3 Things To Know About Property Investment And Property Type Selection In 2017
Property-type selection is a strategy that multisector investors leverage to balance their portfolios and control downside risk. The strategy involves extensive studies in submarket patterns and cultural shifts to guard current and future investments. Although experts do not anticipate a near-term recession, many institutions appear to be preparing for an eventual cyclical weakness.
The following are three things to know about trends in property investment and property-type selection this year.
1. “Pokemon Trainers” vs. “Grave Diggers”: The Diverging Paths Of Retail Investors
Two principal types of investors exist in modern retail: those who tend to react to headlines, and those who do not. Investors with a “Pokemon” mindset, who view retail as an evolving creature to nurture and grow alongside, have found retail a promising sector for 2017, while investors who believe retail is digging its own grave tend to be net sellers, selling more properties than they buy.
Some of the panic is rooted in actual facts and figures — retailers today make less money per square foot than in the years before the 2008 financial meltdown. Research shows nonessential spending on live concerts and experience-oriented events has increased 70% in the last 30 years, helping cement both the brick-and-mortar decline and the gradual rise of experiential retail.
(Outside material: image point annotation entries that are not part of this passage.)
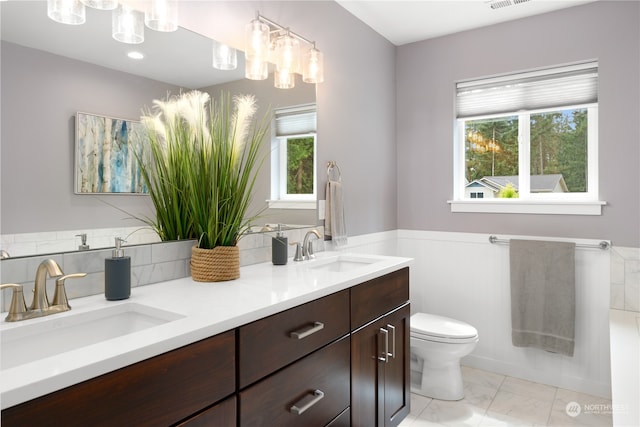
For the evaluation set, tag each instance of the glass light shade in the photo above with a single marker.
(101, 4)
(284, 79)
(313, 66)
(256, 69)
(256, 41)
(224, 57)
(127, 25)
(287, 54)
(162, 15)
(70, 12)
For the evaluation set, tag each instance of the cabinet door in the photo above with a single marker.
(380, 384)
(396, 370)
(367, 391)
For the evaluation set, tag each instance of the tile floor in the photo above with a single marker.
(496, 400)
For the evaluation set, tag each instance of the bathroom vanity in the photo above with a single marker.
(320, 343)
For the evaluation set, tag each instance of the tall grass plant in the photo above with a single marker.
(200, 166)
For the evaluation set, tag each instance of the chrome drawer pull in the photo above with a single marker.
(303, 333)
(385, 354)
(307, 402)
(393, 341)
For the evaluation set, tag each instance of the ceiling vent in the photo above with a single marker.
(499, 4)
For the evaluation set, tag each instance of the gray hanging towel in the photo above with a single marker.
(543, 307)
(334, 213)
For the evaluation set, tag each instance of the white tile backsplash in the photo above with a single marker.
(625, 278)
(150, 263)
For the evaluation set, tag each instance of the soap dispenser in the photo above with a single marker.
(83, 239)
(117, 274)
(279, 248)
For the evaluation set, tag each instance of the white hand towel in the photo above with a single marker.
(334, 214)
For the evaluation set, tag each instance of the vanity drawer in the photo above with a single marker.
(318, 386)
(377, 296)
(269, 344)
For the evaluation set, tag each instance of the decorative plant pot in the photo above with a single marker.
(215, 265)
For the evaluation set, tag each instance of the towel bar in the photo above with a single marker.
(332, 166)
(604, 245)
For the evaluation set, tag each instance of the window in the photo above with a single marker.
(293, 158)
(531, 137)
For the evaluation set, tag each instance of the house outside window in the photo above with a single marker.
(293, 158)
(531, 138)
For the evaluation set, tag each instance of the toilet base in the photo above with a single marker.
(439, 382)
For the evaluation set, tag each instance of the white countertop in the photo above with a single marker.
(208, 309)
(624, 327)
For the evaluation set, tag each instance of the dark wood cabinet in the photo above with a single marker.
(223, 414)
(339, 360)
(269, 344)
(310, 392)
(380, 353)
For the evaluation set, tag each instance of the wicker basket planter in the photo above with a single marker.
(215, 265)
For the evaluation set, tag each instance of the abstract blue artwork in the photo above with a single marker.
(106, 155)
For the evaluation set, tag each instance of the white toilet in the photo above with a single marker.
(437, 345)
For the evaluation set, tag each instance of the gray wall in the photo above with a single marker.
(426, 75)
(356, 106)
(356, 103)
(41, 94)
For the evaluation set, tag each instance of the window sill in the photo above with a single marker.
(549, 207)
(292, 204)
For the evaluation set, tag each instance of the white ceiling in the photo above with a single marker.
(403, 22)
(167, 59)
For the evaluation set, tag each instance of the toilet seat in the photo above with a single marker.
(436, 328)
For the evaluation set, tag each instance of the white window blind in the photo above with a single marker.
(553, 87)
(296, 121)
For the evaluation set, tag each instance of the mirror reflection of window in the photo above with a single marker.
(293, 157)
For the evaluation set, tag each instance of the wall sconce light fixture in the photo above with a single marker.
(162, 15)
(101, 4)
(71, 12)
(291, 54)
(224, 57)
(127, 25)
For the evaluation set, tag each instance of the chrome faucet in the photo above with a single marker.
(40, 299)
(40, 305)
(307, 245)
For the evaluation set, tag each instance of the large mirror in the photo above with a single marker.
(51, 71)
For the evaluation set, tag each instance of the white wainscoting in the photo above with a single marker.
(463, 276)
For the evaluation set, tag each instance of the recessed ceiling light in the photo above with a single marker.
(135, 55)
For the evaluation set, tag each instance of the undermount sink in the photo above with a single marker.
(58, 334)
(341, 263)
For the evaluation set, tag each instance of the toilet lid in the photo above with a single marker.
(440, 326)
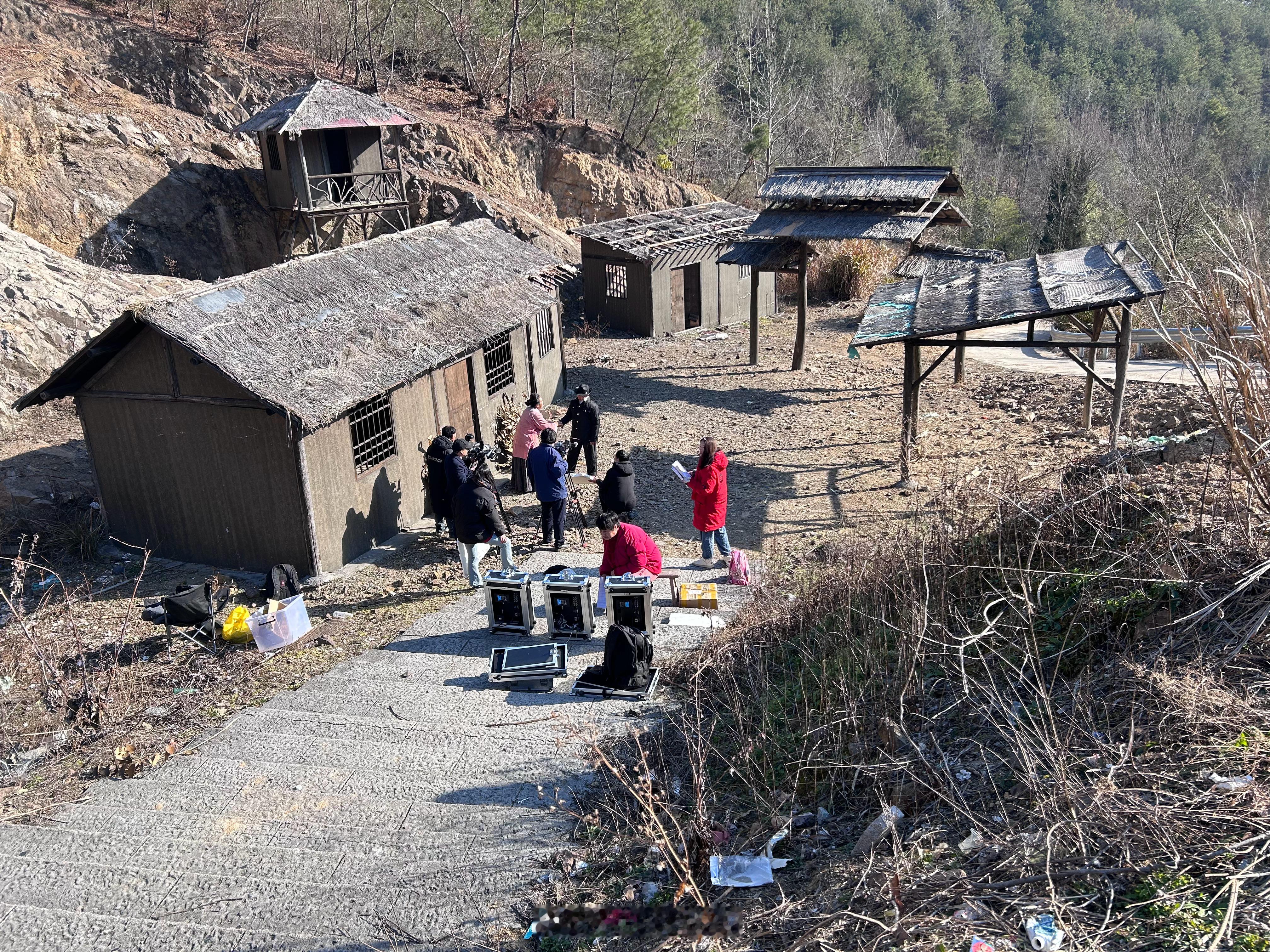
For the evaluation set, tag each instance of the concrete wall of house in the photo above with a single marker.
(192, 465)
(353, 512)
(633, 313)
2. The Uncertainty Of Hospitality
Although private equity funds make up the largest percentage of hospitality investment thus far this year, public REITs have notably re-entered the first quarter in full force. One-fourth of all buyer transactions stemmed from public REITs — a rate that triples last year’s Q1 volume.
Hotels remain the most volatile properties throughout market cycles, and concern abounds that hospitality may have already hit its cyclical peak. Foreign investment made up 21% of Q1 volume, with Chinese investments in American hotels dropping off as a possible response to economic uncertainties tied to recent increases in populist sentiments and potential policy shifts under the Trump administration. (New York City tourism declined a few percentage points in 2016, with this as a likely reason.)
Similar concerns in Europe following Brexit and shifts toward populist leadership candidates have driven European investors toward American soil, with European purchases accounting for 20% of Q1 offshore capital (up from 10% last year).
3. Multifamily And Single-Family Remains Stable
Driven by the realities of consistent demographics, most investors continue to favor multifamily apartments as a relatively safe investment in an economic downturn. Single-family homes generally remain in favor, although investors view them less positively than they did last year. The U.S. multifamily market has grown slowly as more new projects near completion and absorption thins. Investment experts project this slowdown will continue through the end of 2017 and well into 2018, especially as more supply (363,000 total apartments in 2017 alone) comes online.
Millennial apartment demand remains solid, with 2 million millennials entering the prime renting years of ages 20 to 34. The multifamily sector should expect increasingly stronger demand until at least 2024, when a peak 70 million millennials will have reached that renting age sweet spot.